Quand le tribunal dressait de René Marratier le portrait d'un élu borné, " caricature du petit maire "," insoucieux de la sagesse des anciens ", resté " confit dans ses certitudes ", la cour rappelle qu'il a été " réélu pendant plus de vingt ans, ce qui témoigne d'une adhésion majoritaire des administrés à son action et à ses choix de maire à la tête de la commune "et qu'il a " été conforté dans ses options erronées par les errements et les atermoiements des agents de l'Etat dans le département ".

Divergence d'analyse
Si elle lui reproche des fautes " d'imprudence et de négligence " qui résultent " d'un manque de vigilance et d'une analyse dramatiquement erronée des données que le prévenu avait entre les mains ", elle ajoute que " la rigidité de caractère et l'incapacité à se remettre en cause " de l'ancien maire " ne font pas disparaître la nature involontaire des infractions pour lesquelles il est poursuivi ".

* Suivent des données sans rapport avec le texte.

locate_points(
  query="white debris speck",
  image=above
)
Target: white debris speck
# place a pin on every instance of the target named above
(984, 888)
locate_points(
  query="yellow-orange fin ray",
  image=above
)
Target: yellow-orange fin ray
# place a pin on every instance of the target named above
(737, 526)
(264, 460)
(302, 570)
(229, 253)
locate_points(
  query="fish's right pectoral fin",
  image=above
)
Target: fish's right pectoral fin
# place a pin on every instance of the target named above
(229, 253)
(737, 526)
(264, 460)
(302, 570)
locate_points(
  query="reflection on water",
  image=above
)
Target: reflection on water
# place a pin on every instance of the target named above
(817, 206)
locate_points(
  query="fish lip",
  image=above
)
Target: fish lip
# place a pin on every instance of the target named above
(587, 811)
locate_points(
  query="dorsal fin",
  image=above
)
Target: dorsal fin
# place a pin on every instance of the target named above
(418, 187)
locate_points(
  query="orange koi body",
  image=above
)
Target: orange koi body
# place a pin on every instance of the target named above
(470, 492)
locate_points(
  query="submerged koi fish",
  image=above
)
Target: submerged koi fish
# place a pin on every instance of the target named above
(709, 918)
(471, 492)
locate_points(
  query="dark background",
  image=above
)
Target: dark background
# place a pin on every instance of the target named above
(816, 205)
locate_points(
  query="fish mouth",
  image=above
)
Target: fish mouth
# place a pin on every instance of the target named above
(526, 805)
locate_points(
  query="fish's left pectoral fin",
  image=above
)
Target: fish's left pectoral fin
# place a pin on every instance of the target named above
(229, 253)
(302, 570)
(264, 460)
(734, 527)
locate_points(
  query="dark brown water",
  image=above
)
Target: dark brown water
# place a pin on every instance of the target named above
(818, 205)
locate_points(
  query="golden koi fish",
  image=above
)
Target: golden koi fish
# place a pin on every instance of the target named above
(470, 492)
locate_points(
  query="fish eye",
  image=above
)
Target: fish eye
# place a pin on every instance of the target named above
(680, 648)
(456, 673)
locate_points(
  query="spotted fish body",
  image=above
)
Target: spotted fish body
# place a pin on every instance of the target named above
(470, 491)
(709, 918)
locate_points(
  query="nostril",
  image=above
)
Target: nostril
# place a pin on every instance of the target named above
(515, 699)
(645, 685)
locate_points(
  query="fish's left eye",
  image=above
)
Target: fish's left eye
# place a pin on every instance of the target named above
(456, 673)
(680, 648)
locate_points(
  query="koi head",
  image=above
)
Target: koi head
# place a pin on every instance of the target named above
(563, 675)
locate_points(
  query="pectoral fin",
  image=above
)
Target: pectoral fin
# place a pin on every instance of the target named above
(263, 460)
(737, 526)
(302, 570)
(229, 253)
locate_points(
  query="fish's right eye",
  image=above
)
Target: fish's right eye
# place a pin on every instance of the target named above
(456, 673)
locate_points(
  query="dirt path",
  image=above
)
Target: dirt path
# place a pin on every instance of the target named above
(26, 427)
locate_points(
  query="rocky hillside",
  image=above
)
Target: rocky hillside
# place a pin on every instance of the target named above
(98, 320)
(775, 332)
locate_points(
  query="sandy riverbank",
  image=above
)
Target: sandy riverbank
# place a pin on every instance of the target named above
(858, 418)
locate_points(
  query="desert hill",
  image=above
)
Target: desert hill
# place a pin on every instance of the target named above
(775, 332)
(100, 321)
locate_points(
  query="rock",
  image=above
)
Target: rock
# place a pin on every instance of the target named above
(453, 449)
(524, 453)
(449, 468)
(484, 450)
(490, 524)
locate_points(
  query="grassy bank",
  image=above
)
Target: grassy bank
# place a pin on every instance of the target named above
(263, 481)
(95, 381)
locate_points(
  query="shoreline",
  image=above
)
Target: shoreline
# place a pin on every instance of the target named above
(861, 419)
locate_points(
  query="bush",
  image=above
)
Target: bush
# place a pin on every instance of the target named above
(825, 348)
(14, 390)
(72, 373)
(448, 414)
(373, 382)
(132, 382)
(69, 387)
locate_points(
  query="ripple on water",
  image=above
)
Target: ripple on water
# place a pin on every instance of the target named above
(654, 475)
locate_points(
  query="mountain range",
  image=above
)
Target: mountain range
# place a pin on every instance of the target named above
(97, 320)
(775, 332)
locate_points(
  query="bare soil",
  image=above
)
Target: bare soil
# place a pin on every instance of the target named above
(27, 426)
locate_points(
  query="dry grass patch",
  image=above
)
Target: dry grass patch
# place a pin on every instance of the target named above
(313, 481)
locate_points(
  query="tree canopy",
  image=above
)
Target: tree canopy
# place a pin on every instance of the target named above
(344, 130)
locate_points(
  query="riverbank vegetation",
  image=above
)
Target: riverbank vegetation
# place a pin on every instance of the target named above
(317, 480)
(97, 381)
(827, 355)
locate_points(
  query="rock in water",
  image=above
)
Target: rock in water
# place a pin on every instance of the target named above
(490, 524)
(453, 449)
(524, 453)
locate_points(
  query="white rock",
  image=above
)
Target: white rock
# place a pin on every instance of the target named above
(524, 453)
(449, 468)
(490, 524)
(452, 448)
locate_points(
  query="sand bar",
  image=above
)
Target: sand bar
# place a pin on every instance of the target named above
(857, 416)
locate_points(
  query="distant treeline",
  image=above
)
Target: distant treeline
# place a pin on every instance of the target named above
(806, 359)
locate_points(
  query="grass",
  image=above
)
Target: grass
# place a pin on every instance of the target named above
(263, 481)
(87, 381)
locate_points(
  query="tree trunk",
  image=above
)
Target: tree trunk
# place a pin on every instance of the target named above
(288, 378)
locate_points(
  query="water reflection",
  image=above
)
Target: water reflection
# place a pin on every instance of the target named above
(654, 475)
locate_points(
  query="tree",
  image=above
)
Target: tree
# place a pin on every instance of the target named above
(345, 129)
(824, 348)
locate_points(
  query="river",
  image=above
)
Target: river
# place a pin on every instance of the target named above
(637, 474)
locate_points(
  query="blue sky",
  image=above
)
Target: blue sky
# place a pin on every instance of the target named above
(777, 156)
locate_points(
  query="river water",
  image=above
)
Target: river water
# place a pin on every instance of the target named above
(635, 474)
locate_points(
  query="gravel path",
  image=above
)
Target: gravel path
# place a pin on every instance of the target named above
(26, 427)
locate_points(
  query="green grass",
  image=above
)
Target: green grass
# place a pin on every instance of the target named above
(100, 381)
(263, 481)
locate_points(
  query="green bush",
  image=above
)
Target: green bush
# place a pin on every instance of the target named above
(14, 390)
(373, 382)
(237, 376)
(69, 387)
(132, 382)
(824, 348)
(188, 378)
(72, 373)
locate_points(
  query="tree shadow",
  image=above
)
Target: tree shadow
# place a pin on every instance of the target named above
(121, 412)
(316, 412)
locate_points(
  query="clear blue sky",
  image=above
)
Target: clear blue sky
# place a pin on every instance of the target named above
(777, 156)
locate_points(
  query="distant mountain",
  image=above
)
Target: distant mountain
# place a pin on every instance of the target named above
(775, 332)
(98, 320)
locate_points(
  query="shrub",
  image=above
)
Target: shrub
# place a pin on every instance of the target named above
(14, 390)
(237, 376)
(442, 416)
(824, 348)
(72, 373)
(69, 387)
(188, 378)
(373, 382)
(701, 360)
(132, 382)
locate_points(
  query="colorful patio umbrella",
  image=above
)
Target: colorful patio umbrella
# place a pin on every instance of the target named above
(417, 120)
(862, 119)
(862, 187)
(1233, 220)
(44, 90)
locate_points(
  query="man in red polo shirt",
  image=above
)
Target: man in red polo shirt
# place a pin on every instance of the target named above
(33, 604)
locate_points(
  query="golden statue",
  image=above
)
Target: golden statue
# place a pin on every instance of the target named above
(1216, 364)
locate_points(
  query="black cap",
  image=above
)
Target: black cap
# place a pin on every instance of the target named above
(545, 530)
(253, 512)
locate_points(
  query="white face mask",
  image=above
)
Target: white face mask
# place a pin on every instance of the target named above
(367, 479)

Cette divergence d'analyse entre les premiers juges et les juges d'appel entraîne une appréciation radicalement différente de la responsabilité civile de René Marratier. Qualifiant de " manquements grossiers à leurs devoirs d'élus " les fautes reprochées aux deux principaux prévenus, le tribunal des Sables-d'Olonne avait considéré que celles-ci étaient " détachables du service public " de maire et d'adjoint. Il avait donc condamné René Marratier et Françoise Babin à rembourser sur leurs deniers personnels près de 600 000 euros de dommages et intérêts à la centaine de parties civiles.

La cour estime au contraire que les fautes de l'ancien élu ne sont pas détachables de l'exercice de sa mission et elle invite en conséquence les parties civiles à s'adresser à la juridiction administrative compétente pour faire valoir leur préjudice. L'ancien maire est toutefois condamné à leur rembourser une partie des frais engagés pour leur défense, soit près de 250 000 euros.